Their predicament became even more threatening when one of the soldiers dropped a bullet through the straw-covered ceiling of the bunker and it landed near Zeiger’s foot. The man probed for it with a bayonet, and as he was about to look below ground, a voice called out commanding the troops to evacuate. “In a matter of seconds they would have found us,” Zeiger said. 

In July of 1944, they finally emerged from the bunker. “We didn’t look human,” Zeiger said. “We couldn’t walk. We couldn’t talk, because we didn’t use our vocal chords. We would only whisper. We couldn’t see. And when the [Russian] soldiers looked at us I saw tears in their eyes. They just couldn’t believe it.”

After being hospitalized they were told that their bunker had collapsed. “Had we stayed there another week we would have been buried alive,” he said.

When the Zeigers came to the United States in 1949 they invited Suchinski to join them. He visited for six months, but declined to move to America, saying he wished to die in the place where he had been born. 

Michael Zeiger became a successful wine and liquor wholesaler with a home in Randolph, with his wife, Rochelle. They have three children and nine grandchildren.

In 1987 he learned that Suchinski was gravely ill. A year later several members of the Zeiger family returned to Zborow to see him. The visit became a media event covered by reporters and television crews. “Anton was instantly transformed from the village fool into the village hero,’’ Zeiger said. 

Up until his death at age 97 in December of 2002, Suchinski received support from the Zeigers. At his request, Zeiger family members escorted him on a visit to Israel, where he visited the Yad Vashem Holocaust museum and saw his name inscribed as one of the Righteous Among the Nations, rescuers of Jews during World War II, adjacent to that of Oskar Schindler, the German industrialist who is credited with saving 1,200 Jewish lives. 

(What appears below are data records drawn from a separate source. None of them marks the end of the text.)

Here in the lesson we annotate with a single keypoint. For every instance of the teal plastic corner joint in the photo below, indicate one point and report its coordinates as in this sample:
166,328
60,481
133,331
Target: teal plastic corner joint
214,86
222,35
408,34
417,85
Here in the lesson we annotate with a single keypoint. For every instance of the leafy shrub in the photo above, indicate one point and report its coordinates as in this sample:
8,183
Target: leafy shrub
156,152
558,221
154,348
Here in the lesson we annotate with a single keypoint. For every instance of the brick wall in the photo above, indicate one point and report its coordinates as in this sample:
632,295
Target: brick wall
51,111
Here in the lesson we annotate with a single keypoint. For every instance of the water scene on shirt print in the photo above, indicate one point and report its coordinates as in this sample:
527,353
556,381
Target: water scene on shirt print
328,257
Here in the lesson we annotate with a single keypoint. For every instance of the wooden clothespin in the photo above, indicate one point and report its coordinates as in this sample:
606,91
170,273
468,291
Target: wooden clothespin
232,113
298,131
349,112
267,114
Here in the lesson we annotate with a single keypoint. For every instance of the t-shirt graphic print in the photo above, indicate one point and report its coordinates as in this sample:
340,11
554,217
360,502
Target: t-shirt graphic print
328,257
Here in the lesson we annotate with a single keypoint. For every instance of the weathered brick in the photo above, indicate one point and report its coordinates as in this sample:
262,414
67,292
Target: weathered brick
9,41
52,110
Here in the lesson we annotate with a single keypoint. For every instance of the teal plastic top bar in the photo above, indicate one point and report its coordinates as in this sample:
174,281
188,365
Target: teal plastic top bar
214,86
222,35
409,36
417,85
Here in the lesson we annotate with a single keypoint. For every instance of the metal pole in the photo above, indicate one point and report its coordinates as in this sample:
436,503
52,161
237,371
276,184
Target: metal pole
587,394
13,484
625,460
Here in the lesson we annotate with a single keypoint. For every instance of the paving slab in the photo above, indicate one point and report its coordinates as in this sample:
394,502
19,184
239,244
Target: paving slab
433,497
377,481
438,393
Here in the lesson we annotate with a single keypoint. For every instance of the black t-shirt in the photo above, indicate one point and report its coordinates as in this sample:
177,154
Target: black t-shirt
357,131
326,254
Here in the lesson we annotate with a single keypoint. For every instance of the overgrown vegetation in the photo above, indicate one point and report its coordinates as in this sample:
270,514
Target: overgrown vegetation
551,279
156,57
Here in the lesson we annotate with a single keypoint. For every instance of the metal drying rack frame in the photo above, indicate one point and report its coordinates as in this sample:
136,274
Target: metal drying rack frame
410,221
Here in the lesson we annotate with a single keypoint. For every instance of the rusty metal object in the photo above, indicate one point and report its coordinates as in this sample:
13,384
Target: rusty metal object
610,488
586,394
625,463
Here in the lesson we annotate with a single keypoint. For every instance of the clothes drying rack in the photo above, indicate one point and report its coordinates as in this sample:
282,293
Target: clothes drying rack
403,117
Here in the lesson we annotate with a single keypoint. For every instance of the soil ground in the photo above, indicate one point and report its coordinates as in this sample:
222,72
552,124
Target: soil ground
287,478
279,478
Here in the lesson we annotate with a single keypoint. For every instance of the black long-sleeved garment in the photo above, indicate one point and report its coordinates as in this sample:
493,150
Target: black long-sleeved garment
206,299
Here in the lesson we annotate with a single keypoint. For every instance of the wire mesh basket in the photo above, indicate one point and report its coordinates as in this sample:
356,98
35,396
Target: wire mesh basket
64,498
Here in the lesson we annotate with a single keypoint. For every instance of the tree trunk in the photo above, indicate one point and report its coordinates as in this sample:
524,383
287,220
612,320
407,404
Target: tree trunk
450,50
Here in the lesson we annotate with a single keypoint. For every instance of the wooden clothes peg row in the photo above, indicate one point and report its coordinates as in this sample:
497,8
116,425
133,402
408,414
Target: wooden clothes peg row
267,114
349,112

At their last meeting, Suchinski begged Zeiger not to forget him, and he hasn’t. His grandson is named Anton and every year he and family members say Kaddish on the anniversary of Suchinski’s death. 

A children’s book about the family’s ordeal and Suchinski’s role in their survival — “The Secret of the Village Fool” (Second Story Press) — was published in 2012.

“When we needed help, Anton helped us. When Anton needed help, we helped him. It’s the old saying: ‘Whatever goes around comes around,’” said Zeiger, who added, “I say to you young people: In spite of all the adversities we face in the world today, there is hope because of people like Anton.”

Prior to Zeiger’s dramatic story of his family’s survival, Newark Mayor Ras Baraka presented him with a proclamation saluting his courage and resilience. “We need to remember the Holocaust because we need to remember to do everything in our power to make sure it does not happen again,” said Baraka.

Noting that “unbridled nationalism leads to hatred and chauvinism,” the mayor went on, “And chauvinism leads to racism and violent fascism. Fascism leads to genocide. 

“We need to understand that not just as people of the Jewish faith but as Americans and around the world as human beings, that isolationism is wrong and that hatred of one another leads to death…,” said Baraka. “The Holocaust of the Jewish people means the Holocaust of humanity.”